Wednesday, June 18, 2008

You are the light by which I travel

In tracing my own academic roots, I remember my encounter with Feminist Studies (as it then back in 2001 happened to be termed at The Centre for Women’s Studies) as a sort of epiphany. Not merely due to the fact that I for the first time felt the connections to my own life and could identify with the theories/lives that had been translated into text, but also because the itching, aching lump persistently residing in my body and under my skin during the disciplined/ing literature studies suddenly dissolved when I realised the possibilities for a different way of producing knowledge. Gone was the confinement to single theories, solitary methods and obsessions with singular male geniuses! For some years I lived, breathed, ate and dreamt feminism (professionally and in private life), nevertheless, due to various reasons I decided to retreat into the realms of a mother discipline. Although I at occasions found joy and challenge in conventional linguistics, my heart never skipped any beats for it. Like so many others, I genuinely thought that the crosscutting themes I was interested in could not be transformed into an academic career for real – this was echoed by my father’s voice inside my head that I also should be vary of becoming a “fackidiot” [pejorative term for a specialist in a narrow field]. So, the good girl writes her bachelor’s and her master’s, and thinks narrowly about her disciplinary future until an announcement for interdisciplinary PhD-positions in Gender Studies at another university suddenly catches her eyes.

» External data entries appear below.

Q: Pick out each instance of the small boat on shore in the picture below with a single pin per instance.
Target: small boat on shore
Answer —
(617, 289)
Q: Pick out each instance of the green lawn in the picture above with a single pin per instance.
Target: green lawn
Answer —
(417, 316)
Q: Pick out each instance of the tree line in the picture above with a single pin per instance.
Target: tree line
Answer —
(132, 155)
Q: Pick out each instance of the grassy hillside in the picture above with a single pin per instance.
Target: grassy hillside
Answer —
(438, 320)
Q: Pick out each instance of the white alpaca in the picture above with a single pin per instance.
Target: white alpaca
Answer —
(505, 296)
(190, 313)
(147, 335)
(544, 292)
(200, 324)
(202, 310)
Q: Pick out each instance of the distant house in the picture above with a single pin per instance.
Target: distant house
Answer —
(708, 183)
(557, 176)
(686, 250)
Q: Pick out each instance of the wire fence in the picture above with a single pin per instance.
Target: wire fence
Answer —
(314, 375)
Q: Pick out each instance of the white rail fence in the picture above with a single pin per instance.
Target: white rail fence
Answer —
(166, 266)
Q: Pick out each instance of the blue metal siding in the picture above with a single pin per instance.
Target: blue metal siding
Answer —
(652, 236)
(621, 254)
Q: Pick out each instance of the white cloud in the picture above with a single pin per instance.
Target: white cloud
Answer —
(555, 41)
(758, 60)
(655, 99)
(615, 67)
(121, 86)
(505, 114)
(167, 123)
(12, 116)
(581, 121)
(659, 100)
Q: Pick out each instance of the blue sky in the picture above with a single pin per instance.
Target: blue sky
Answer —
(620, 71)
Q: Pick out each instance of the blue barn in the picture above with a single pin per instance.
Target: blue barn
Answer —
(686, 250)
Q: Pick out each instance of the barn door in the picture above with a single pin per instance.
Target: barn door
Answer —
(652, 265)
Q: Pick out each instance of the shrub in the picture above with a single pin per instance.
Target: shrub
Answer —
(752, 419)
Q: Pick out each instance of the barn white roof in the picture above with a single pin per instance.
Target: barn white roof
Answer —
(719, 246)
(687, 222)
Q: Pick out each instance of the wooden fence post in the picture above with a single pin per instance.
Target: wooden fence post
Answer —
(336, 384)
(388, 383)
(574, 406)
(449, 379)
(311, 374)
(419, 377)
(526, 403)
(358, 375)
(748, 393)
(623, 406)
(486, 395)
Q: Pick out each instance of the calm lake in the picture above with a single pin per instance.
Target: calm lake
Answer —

Fast forward half a year (because I was appointed for one of the positions), the task for the course on interdisciplinarity is to reflect upon possibilities and restrictions when it comes to interdisciplinarity. Although in one sense I never consciously contemplated on interdisciplinarity before – I sort of took it for granted – I do recognize having a continuous, perhaps unaware, conversation with myself on the matter. Disciplinarity, for me, was proper science while interdisciplinarity (and hence effectively Gender Studies) was not. Me a doctor in Gender Studies? Haha! How on earth can I ever explain that for my parents (they barely understood what linguistics was)? And all the feminist critique of the positivist paradigm (with all its implications also on the structure of the universities) I had engaged in, contradicted my thinking on the necessity of disciplinary affilitation (cf Lykke 2004). Was disciplinary discipline not in fact a demand for surviving academically – and socially?

I do not think I fully understood what I got myself into when I accepted the appointment I now have. Nonetheless, to remain in a state of becoming gives certain comfort, and allow for openness: to explore, bridge, develop and invent. Intellectual mobility and “messiness” paradoxically brings forth security and stability. The remains of my disciplinary thinking (if I ever had one) rest now in peace. Instead I greet the freedom and inspiration of intellectual flexibility and of being able to think from different perspectives and angles (cf Pryse 2000). My current thought companion bears the name disciplinary reflectiveness (Pryse 2000) and challenges me to deploy several lenses in order to understand and responsibly engage, as well as identify commonalities and differences. I wish to grasp the potentials for building alliances and affinities, but also to remain respectful of possible restrictions and limitations. It is an extensive task, and I hope my companion will never leave my side. She has to continue to force me to be and remain updated, to dig deeper although my time does not allow it, to be always prepared (thank goddess I was a girl guide for twelve years!) and torture me to be specific, clear, stringent and up to the point.

My companion arrives in a time where the commodification of higher education and marketization of knowledge in Sweden has travelled far down the neo-liberal road. The changing nature of both the universities as institutions and the individuals attending them does not automatically entail that the interdisciplinary trend lands in the critical soil it perhaps is intended for. Interdisciplinarity per se is not critical, nor produce criticalness or different thinking, but can with the methodological help of my companion be defended as a strive-worthy mode of producing different kinds of knowledge (cf Gibbons et al 1994).

If, for some reason, my companion decides to retire, becomes fatally injured or, goddess forbid dies!, before I safely disembark in my first haven, interdisciplinarity meets a shaky fate. Everything’s presumed mixability (theories, ontologies, epistemologies, methodologies) is a slippery slope if not used ethically and responsibly. “Messiness”, creativity and eclecticism are, after all, dependent on rigour, order and stringency.